Passei algum tempo me comunicando com Anthony Fernadez no Twitter. Prometi que trataria do pagamento de juros em contratos de hipoteca se fosse relevante. Anthony insiste que o banco cobra do mutuário pelo que lhe pertence, ou seja, a casa. Isso, eu acho, é ingênuo demais financeiramente, então vamos tratar do problema.

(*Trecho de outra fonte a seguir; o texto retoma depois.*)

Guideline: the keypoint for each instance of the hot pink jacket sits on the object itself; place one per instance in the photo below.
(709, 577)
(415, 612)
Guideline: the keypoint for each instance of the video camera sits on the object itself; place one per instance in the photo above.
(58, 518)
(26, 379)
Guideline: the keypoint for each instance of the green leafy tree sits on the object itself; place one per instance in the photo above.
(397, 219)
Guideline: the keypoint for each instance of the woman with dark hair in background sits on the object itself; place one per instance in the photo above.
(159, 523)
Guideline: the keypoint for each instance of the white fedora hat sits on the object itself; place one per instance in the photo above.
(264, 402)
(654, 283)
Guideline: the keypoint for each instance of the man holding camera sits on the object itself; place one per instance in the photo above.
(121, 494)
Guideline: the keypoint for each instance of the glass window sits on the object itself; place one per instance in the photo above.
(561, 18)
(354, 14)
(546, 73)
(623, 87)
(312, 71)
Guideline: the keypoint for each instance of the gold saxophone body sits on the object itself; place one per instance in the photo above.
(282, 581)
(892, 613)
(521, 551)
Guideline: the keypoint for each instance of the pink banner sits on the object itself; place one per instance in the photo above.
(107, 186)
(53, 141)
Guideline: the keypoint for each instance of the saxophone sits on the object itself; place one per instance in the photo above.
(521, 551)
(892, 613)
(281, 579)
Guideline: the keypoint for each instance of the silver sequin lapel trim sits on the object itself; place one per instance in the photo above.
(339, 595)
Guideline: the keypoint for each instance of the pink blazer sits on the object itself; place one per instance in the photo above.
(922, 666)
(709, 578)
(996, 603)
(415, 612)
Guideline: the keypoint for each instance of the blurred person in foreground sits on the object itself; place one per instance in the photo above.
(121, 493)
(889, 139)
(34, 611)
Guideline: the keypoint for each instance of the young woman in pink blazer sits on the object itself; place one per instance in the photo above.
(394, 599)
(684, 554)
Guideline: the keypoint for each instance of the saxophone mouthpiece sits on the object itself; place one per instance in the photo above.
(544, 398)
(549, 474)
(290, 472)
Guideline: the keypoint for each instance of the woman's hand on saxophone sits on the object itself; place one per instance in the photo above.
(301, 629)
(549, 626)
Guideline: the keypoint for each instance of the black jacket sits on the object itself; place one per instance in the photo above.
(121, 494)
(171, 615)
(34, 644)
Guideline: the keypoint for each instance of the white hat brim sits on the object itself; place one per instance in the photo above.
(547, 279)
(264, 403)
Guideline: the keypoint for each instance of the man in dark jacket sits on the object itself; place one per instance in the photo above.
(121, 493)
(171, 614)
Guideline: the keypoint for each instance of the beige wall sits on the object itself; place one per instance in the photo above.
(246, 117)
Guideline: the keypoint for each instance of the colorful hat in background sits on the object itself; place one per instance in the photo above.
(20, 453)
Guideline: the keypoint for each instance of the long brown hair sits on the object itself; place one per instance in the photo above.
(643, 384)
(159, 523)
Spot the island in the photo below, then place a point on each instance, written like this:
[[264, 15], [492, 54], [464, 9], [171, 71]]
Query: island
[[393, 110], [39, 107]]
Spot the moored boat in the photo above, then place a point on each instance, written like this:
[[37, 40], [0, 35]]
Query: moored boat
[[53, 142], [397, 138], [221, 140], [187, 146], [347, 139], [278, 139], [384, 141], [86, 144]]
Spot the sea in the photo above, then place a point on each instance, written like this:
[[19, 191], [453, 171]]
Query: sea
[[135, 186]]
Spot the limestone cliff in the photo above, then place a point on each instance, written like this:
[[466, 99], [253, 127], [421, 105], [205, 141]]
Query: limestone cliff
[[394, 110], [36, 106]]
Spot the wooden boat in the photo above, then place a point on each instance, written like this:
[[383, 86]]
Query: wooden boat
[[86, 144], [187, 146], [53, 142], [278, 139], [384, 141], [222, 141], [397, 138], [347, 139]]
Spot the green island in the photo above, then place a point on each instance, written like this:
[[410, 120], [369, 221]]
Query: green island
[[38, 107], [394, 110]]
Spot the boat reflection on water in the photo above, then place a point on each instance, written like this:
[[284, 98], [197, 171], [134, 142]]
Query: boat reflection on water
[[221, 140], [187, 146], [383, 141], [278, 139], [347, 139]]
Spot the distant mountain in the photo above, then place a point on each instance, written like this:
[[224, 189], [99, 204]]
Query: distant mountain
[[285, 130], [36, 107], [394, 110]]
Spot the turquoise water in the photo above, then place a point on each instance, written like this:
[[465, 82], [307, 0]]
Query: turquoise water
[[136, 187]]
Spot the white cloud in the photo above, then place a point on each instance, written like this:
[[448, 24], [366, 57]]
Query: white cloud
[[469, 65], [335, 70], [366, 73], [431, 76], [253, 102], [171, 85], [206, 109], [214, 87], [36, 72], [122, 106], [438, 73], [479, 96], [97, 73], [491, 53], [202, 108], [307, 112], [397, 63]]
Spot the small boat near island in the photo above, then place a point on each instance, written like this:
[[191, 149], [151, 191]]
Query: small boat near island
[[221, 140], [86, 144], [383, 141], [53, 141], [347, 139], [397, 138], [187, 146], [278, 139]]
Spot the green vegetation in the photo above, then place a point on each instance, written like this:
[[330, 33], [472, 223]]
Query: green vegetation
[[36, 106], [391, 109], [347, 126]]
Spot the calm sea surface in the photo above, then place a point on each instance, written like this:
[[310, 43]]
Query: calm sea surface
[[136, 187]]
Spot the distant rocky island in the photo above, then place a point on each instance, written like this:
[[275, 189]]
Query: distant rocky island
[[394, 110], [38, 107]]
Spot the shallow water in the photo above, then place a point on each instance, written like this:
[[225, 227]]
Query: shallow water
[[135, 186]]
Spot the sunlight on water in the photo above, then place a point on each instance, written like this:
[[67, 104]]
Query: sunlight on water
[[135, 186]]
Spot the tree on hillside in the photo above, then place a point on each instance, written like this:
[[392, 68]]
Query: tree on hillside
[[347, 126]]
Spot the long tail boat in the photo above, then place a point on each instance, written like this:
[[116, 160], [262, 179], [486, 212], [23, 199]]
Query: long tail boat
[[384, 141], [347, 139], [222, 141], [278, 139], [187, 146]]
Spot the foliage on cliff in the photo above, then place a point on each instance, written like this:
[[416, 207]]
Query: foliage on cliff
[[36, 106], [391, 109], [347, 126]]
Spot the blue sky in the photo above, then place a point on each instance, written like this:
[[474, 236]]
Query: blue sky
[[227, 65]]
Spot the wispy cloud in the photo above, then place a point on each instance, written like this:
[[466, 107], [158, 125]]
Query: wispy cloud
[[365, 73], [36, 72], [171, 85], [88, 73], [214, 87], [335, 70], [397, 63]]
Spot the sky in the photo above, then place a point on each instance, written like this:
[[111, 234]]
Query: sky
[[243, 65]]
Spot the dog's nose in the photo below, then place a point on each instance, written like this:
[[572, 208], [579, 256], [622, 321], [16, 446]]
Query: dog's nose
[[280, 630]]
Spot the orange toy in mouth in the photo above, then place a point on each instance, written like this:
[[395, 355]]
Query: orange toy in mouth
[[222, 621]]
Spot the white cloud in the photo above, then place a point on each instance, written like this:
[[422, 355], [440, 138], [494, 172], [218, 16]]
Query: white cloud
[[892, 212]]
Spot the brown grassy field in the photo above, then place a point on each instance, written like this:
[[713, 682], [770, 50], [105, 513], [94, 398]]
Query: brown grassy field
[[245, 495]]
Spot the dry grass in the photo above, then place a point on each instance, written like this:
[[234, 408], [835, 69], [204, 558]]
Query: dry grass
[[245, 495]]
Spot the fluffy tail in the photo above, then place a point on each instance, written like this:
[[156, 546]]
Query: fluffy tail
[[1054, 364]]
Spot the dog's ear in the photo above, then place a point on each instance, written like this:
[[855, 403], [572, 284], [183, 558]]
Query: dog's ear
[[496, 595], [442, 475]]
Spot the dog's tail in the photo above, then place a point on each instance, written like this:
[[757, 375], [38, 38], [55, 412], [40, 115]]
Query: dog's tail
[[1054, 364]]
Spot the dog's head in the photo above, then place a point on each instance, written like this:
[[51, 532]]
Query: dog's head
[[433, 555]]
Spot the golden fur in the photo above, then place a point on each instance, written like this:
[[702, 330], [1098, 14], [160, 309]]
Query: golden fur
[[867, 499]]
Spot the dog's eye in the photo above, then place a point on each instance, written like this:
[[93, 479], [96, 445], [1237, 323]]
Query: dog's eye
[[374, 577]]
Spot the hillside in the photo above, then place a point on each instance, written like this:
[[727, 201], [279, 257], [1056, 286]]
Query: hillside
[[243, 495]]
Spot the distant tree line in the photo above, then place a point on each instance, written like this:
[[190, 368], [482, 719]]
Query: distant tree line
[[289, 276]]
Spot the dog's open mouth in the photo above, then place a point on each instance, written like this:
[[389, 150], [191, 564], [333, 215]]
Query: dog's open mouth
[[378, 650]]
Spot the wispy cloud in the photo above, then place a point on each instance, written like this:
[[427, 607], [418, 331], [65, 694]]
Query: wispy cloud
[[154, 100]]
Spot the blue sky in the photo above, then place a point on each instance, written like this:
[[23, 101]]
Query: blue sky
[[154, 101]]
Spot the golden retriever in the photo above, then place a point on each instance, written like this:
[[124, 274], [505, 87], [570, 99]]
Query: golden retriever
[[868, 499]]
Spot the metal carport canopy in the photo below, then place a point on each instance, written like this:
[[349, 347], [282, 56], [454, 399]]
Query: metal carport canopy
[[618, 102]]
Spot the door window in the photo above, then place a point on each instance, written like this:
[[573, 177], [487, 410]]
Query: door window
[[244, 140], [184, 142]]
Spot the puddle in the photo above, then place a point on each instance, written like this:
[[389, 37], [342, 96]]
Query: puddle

Numa hipoteca lícita sobre uma casa nova, o banco e o mutuário se unem para adquirir alguma propriedade. Isso tem um caráter de societas ou parceria, porque as partes estão se unindo para um fim particular. O banco fornece os fundos para comprar a propriedade, mas transfere o título para o mutuário. O mutuário, no entanto, não detém plenos direitos de propriedade sobre o bem. O banco retém um interesse de propriedade na casa, que serve como garantia para o dinheiro gasto em sua compra. Em caso de inadimplência, o banco tem o direito de executar a hipoteca da casa e vendê-la para cobrir o principal restante. O mutuário, por outro lado, tem uso exclusivo da propriedade. Visto que o banco detém um direito de usar a propriedade como garantia, o banco aluga de volta esse direito de uso ao mutuário, que de fato está usando a casa como seu lar. Isso é semelhante ao caso do census, no qual o comprador tem um direito parcial ao uso que ele aluga de volta ao vendedor.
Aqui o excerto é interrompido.